If you are like me, you won’t know the shakiness of the positions you hold until you are exposed to an alternative viewpoint. I wasn’t exposed to alternative data until my senior year in college, when, as part of a team, I discovered that college entrance exams are heavily biased in favor of Caucasians, which meant that non-whites would naturally not score as high as me, and therefore would have a much lower shot at gaining welcome into higher education. You might hear this and say, “Poppycock!” But your disbelief does not change reality. And the apathetic inaction inherent in this reaction results in a perpetuation of the troubled reality, not a solution.

So what can you do?

There are at least two immediate things you can do to align yourselves with God's passion to redeem a world, which must include targeted concern for the poor. First, you can join other CrossWalkers in coughing up an additional $30 for our missions sponsored through the church. When you do just that, you are literally helping people out of the poverty trap where it is strongest: sub-Saharan Africa. Furaha Community Centre is located in Huruma, the second-largest slum on the outskirts of Nairobi, Kenya. You feed kids and provide education and opportunity with your $30. You also help to insure that abused women and their children in Tijuana don't fall into the trap by supporting Deborah's House, which cares for them, and will soon be offering job training and micro-loans through CrossWalk! Yeah! Your $30 also helps new churches come to life and dead churches come back to life so more people can catch onto Jesus and join us in transforming the world as we ourselves are transformed. Finally, your $30 funds two feeding programs right here in Napa - our Food Pantry, and Project Hope.
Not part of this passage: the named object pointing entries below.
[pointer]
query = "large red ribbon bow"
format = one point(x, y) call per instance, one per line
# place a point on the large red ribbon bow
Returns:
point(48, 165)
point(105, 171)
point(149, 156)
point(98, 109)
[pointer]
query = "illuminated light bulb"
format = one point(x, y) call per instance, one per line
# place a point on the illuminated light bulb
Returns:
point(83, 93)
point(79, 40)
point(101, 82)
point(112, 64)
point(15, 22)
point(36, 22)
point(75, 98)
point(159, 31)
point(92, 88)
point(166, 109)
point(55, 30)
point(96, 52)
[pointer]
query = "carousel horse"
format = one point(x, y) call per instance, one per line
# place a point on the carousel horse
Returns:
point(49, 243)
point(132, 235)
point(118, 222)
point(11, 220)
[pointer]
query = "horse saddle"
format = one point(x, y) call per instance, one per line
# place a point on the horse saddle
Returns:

Another thing you can do that will help on a global level is join www.ONE.org, a bipartisan group that serves to remind global leaders that how we treat the poor impacts everyone's future, and therefore we must take measures to help dismantle the poverty trap.

But too often think only in terms of money when the subject of poverty is raised. There is such a thing as emotional poverty, ethical poverty, relational poverty, and spiritual poverty, all of which are addressed all the time here at CrossWalk. So, you may be kicking in your $30 for financial poverty, but are you spreading the word about what God can do for someone if they would just give God a shot? You are here at CrossWalk because of what God does in this place. Will you also invite others to join you, so that they might find the same? Or will you find yourself the rich man, enjoying the riches of relationship with God while those around you suffer with no knowledge of what could be different?

The role of Protagonist has been filled. Your role as antagonist is indeed a choice - a choice you can avoid by aligning yourself, your life, your heart, your wallet, your compassion, your dreams, your hopes with God.